Five video gambling machines met a very public demise in Platte County Thursday when they were crushed by a backhoe.

The gaming devices were seized in 2018 as part of what remains the only completed prosecution of a vendor that offers video games that pay a cash prize for placement in convenience stores, truck stops and other locations in the state, according to Rudi Keller, deputy editor of the Missouri Independent.

Smashing Machines

Pursuant to an old Missouri statute, a judge ordered that the machines be publicly destroyed. That provided some satisfaction to Platte County prosecutor Eric Zahnd, who had no qualms over pursing the case against Integrity Vending, a Kansas-based firm ultimately found guilty of felony promotion of gambling in September 2020 and fined $7,500.

Zahnd has long held the view that the machines are illegal and has been outspoken about his belief that the state needs to crack down. But as Keller pointed out, not every prosecutor agrees.

There have been hundreds of investigations statewide by local law enforcement and the Missouri State Highway Patrol, but only about 26 prosecutions, mainly misdemeanor cases, have been filed since 2019. Some of the cases have been dismissed, and others are pending, including at least one in Franklin county. There has only been one conviction — the one in Platte County.

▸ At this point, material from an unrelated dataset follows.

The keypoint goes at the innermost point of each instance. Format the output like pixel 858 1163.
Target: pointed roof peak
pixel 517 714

Authorities estimate that there are somewhere between 14,000 and 15,000 of these unlicensed “gray-market” video machines in operation in gas stations, convenience stores, bars and fraternal lodges across the state.

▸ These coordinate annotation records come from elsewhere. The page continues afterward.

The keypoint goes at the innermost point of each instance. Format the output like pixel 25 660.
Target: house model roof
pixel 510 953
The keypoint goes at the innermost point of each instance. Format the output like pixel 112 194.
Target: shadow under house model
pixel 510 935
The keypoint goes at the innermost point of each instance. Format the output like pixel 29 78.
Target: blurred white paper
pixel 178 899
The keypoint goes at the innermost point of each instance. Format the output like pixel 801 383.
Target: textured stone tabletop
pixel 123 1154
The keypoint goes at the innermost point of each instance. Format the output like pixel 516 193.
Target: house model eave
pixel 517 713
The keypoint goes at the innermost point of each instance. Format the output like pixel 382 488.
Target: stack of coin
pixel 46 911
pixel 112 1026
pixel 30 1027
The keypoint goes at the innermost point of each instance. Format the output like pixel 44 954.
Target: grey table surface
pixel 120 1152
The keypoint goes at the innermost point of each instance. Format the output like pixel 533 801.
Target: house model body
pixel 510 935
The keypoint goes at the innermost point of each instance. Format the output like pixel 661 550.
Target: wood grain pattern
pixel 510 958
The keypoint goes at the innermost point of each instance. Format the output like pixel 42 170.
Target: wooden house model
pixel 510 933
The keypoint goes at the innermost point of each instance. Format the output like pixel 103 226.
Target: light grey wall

Supporters of the video machines argue that because players of the machines are given a chance to see if their next bet would result in a win or loss, the machines don’t technically constitute gambling.

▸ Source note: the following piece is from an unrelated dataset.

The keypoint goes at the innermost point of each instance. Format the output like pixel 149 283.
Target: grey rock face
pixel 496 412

But there is no denying that players pay to play on the chance of making more money back. That’s the essence of gambling, and that is how the judge ruled in Platte County.

Because these machines are unlicensed and operate outside of the legal gaming system, there is no public accounting of the dollars spent in the machines, as there is for the Missouri lottery, gambling boats and bingo games. There is also no tax collection.

The Missouri Gaming Association and others have pointed out it is illegal in Missouri to host gambling machines except in licensed casinos. It’s not fair that gambling machines in casinos are licensed, regulated and taxed but that these illegal devices are not. The organization says there are almost as many illegal gambling machines in operation in Missouri as there are legal ones in operation in the state’s 13 casinos.

That is why Senate President Pro Tem Dave Schatz, R-Sullivan, filed legislation last session to address the issue and make gray-market gambling devices illegal once and for all. He and other lawmakers on both sides of the aisle view it as a simple question of fairness. Not surprisingly, the bill failed — a victim of politics.

But new legislation isn’t necessary in some parts of the state where there isn’t a question as to the legality of these types of gambling devices. All that was necessary in Platte County was a judge’s ruling and a backhoe.